Antje Schrupp im Netz

Andrea Krautkremer: »A mon tres cher Fritz«. Fürstin Louise Isabelle von Nassau-Weilburg (1772–1827) in ihren Briefen. Wiesbaden 2007, Historische Kommission für Nassau, 232 Seiten mit vielen Abbildungen, 29,50 Euro.

Das konventionelle Leben einer Fürstin

Bild Sie hatte einen durch und durch reglementierten Tagesablauf (viel Essen, viel Toilette, viel Briefeschreiben, bei schönem Wetter spazieren gehen, sonst Lektionen, aber auf keinen Fall zu viel »Gelehrtes«!) Sie führte eine arrangierte Ehe – als Erbin der Grafschaft Sayn-Hachenburg nahm sie der Fürst Friedrich Wilhelm von Nassau-Weilburg gerne, ihr wiederum bescherte die Verbindung den Titel einer Fürstin. Sie bekam drei Kinder, und musste ihren Mann jedes Mal um Erlaubnis fragen, wenn sie mal das Schloss verlassen oder Gäste zu sich einladen wollte. Sie verbrachte Monate ohne ihren Mann, der sozusagen häufig auf Dienstreisen war – zum Beispiel an den Hof Napoleons. Aber merkwürdigerweise (aus heutiger Sicht) schien ihr das nichts auszumachen. Zumindest in ihren Briefen erscheint Louise Isabelle heiter, witzig, zufrieden mit sich und ihrem Leben. Das natürlich zugegebenermaßen auch höchst privilegiert war.

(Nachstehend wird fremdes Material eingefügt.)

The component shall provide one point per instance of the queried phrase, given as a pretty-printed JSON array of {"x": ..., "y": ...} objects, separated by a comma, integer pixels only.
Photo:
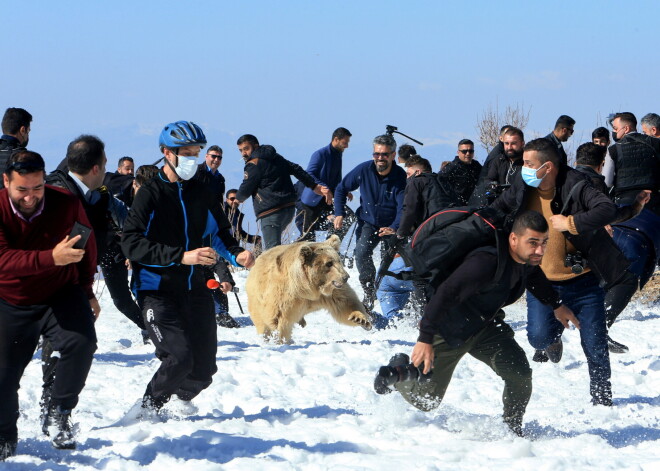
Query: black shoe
[
  {"x": 540, "y": 356},
  {"x": 616, "y": 347},
  {"x": 57, "y": 425},
  {"x": 225, "y": 320},
  {"x": 555, "y": 351},
  {"x": 7, "y": 448}
]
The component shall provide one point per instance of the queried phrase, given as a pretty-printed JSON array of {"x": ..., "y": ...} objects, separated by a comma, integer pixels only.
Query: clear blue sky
[{"x": 290, "y": 72}]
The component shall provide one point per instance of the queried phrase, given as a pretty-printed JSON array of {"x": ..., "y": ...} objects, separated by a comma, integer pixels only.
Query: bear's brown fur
[{"x": 289, "y": 281}]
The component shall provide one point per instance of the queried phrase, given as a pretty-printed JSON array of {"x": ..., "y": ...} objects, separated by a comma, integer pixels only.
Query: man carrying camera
[
  {"x": 45, "y": 286},
  {"x": 464, "y": 315},
  {"x": 580, "y": 257}
]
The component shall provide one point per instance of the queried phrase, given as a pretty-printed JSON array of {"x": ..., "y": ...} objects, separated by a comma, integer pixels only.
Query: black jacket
[
  {"x": 463, "y": 178},
  {"x": 166, "y": 220},
  {"x": 425, "y": 194},
  {"x": 475, "y": 293},
  {"x": 8, "y": 144},
  {"x": 106, "y": 215},
  {"x": 591, "y": 211},
  {"x": 267, "y": 179}
]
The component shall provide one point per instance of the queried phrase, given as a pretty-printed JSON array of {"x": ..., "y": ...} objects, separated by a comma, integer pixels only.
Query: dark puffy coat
[
  {"x": 267, "y": 179},
  {"x": 591, "y": 211}
]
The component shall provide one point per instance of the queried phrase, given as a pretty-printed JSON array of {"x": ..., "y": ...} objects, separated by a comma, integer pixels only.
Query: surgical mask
[
  {"x": 529, "y": 176},
  {"x": 186, "y": 167}
]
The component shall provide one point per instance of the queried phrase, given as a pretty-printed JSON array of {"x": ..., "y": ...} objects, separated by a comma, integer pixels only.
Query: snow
[{"x": 311, "y": 405}]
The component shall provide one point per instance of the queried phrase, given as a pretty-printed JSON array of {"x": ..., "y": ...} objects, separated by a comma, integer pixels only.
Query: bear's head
[{"x": 322, "y": 265}]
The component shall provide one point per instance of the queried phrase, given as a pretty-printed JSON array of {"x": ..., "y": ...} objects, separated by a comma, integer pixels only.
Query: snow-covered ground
[{"x": 311, "y": 406}]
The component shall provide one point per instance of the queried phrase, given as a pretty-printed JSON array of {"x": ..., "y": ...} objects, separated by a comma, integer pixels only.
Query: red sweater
[{"x": 28, "y": 274}]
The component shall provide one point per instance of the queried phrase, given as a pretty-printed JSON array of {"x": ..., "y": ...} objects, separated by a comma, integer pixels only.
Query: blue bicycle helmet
[{"x": 182, "y": 134}]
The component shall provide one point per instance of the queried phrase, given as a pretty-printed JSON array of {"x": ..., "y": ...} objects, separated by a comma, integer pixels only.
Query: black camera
[{"x": 576, "y": 261}]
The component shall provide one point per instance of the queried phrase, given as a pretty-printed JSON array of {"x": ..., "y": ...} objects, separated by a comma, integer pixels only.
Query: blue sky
[{"x": 290, "y": 72}]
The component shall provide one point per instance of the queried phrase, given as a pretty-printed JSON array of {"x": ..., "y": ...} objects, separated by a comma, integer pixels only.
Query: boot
[
  {"x": 7, "y": 448},
  {"x": 57, "y": 425}
]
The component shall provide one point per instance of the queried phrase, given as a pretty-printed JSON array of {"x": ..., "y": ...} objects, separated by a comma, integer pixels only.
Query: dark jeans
[
  {"x": 586, "y": 299},
  {"x": 115, "y": 275},
  {"x": 274, "y": 224},
  {"x": 182, "y": 327},
  {"x": 367, "y": 240},
  {"x": 496, "y": 347},
  {"x": 67, "y": 319}
]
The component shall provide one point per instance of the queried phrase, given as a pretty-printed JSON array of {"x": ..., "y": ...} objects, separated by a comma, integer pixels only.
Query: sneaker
[
  {"x": 616, "y": 347},
  {"x": 225, "y": 320},
  {"x": 57, "y": 425},
  {"x": 540, "y": 356},
  {"x": 555, "y": 350},
  {"x": 7, "y": 448}
]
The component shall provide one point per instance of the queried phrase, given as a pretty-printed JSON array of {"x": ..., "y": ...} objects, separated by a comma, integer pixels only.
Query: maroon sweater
[{"x": 28, "y": 274}]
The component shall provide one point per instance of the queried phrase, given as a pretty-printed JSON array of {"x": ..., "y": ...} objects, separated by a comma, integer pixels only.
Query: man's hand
[
  {"x": 225, "y": 287},
  {"x": 559, "y": 222},
  {"x": 563, "y": 314},
  {"x": 423, "y": 353},
  {"x": 201, "y": 256},
  {"x": 65, "y": 254},
  {"x": 245, "y": 258},
  {"x": 383, "y": 231},
  {"x": 96, "y": 307}
]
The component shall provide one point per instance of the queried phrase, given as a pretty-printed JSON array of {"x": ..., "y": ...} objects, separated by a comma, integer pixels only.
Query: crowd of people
[{"x": 581, "y": 241}]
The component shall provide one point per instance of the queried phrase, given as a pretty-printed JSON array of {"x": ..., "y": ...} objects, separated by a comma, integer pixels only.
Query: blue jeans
[
  {"x": 274, "y": 224},
  {"x": 586, "y": 299}
]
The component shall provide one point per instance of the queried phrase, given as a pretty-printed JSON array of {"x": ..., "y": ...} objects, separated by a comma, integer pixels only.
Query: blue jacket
[
  {"x": 325, "y": 168},
  {"x": 381, "y": 198}
]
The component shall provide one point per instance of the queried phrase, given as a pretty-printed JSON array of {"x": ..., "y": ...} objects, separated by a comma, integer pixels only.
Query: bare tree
[{"x": 490, "y": 122}]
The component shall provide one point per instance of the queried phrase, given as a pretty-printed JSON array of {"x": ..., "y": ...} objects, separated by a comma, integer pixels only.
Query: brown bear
[{"x": 289, "y": 281}]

Louise Isabelle war jedenfalls gewiss keine Rebellin. Keine von diesen »starken Frauen«, die in den letzten Jahrzehnten von Historikerinnen in allen Erdteilen und Geschichtsepochen entdeckt wurden. Louise Isabelle war durch und durch konventionell – und es spricht für einen gewissen Grad der Etabliertheit der Frauengeschichtsforschung, das auch solche Frauen nun offenbar von historischem Interesse sind.

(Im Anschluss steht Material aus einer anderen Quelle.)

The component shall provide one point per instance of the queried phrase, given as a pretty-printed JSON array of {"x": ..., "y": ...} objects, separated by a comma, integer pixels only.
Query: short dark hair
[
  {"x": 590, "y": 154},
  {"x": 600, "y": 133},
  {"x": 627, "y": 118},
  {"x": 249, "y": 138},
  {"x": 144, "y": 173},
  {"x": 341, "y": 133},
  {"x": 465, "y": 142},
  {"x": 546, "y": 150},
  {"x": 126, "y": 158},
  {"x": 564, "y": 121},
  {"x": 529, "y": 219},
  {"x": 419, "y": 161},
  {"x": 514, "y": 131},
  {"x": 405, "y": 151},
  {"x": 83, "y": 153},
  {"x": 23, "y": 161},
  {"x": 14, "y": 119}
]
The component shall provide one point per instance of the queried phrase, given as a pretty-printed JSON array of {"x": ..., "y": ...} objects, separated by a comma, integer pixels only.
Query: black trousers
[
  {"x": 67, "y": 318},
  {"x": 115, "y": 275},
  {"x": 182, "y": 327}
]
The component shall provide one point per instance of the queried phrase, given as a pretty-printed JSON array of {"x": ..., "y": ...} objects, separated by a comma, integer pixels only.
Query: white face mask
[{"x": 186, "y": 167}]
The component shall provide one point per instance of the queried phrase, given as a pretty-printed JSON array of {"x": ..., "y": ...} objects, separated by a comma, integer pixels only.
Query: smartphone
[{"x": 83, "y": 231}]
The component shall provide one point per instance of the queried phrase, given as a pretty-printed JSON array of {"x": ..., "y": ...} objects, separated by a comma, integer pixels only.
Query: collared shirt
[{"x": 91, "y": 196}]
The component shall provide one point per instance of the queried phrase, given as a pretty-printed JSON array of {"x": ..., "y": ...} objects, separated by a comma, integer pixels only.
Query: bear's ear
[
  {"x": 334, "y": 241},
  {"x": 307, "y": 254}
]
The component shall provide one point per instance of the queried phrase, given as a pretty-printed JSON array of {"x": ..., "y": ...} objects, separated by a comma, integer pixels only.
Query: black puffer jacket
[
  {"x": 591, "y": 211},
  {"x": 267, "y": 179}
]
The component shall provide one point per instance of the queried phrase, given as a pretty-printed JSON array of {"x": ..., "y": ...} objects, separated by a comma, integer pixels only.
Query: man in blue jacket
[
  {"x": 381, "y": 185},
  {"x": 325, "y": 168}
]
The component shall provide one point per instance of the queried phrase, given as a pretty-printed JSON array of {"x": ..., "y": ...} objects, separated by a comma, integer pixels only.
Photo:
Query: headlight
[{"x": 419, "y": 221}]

305 Briefe, die Isabelle in den Jahren 1784 bis 1813 an Friedrich Wilhelm, geschrieben hat, zuerst als Verlobte (da war sie Zwölf) und ab 1788 als Ehefrau, haben die Zeit überdauert und lagern im Hessischen Hauptstaatarchiv in Wiesbaden. Die Historikerin Andrea Krautkremer hat sie im Rahmen ihrer Magisterarbeit entziffert und aus ihnen ein lebendiges Portrait dieser Frau gezeichnet. Das Portrait bleibt subjektiv, da es kaum andere Quellen über die Louise Isabelle gibt. Aber es ist Krautkremer gut gelungen, die Lücken mit Zeitgeschichte und Schlussfolgerungen zu füllen, ohne ins Spekulative abzudriften. Sie schreibt gut lesbar, auch für diejenigen, die mit den Feinheiten adligen Lebens nicht so vertraut sind.

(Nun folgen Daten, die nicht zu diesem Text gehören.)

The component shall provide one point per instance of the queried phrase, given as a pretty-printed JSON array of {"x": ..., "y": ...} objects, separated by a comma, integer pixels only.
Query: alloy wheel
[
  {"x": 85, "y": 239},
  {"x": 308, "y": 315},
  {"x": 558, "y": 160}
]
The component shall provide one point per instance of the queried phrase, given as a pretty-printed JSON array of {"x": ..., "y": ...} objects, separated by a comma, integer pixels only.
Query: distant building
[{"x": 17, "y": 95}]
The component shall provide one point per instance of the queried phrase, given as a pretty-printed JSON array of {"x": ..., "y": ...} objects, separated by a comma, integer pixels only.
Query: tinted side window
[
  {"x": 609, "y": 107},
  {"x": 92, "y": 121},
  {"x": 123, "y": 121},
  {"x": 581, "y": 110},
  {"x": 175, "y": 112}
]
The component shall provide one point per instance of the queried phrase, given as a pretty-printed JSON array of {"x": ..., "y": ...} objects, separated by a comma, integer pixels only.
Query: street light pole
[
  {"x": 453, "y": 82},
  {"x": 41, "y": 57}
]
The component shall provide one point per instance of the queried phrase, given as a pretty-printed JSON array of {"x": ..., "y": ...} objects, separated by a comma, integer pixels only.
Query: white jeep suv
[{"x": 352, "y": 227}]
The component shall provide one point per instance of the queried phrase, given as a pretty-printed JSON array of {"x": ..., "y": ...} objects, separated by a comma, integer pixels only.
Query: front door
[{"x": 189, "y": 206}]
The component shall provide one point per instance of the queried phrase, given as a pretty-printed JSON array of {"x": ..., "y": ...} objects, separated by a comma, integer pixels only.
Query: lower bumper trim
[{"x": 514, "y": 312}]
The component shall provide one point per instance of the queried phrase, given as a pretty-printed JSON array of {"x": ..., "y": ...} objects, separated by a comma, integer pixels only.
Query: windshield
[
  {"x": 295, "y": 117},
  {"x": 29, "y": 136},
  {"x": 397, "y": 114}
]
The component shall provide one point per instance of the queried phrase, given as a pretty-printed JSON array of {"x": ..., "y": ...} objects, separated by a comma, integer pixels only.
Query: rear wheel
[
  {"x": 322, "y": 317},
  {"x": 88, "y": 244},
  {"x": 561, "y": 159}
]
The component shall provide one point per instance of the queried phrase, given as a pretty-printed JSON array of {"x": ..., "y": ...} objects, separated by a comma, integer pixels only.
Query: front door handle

Zu den Stärken des Buches gehört, dass Krautkremer ihre Protagonistin nicht zur Repräsentantin einer bestimmten »Sorte« von Frauen macht, sondern ihr ihre Individualität lässt. Natürlich sind die Briefe aus wissenschaftlicher Sicht vor allem deshalb von Interesse, weil sie Einblicke in das Alltagsleben eines relativ kleinen Fürstenhofes in der Provinz geben. Gleichzeitig macht Krautkremer aber auch auf die Unterschiede zwischen Isabelle und anderen adligen Briefeschreiberinnen ihrer Zeit aufmerksam, etwa Louise von Preußen: Während letztere häufig politische Kommentare und Ansichten kundtut, scheint Louise Isabelle sich ausschließlich für das Alltagsleben und die unmittelbaren Beziehungen zu interessieren. Weltereignisse wie die Französische Revolution sind für Louise Isabelle erwähnenswert nur im Zusammenhang mit einem Grafen, der im Weilburger Schloss zu Gast war und in der Revolution sein Vermögen verloren hatte.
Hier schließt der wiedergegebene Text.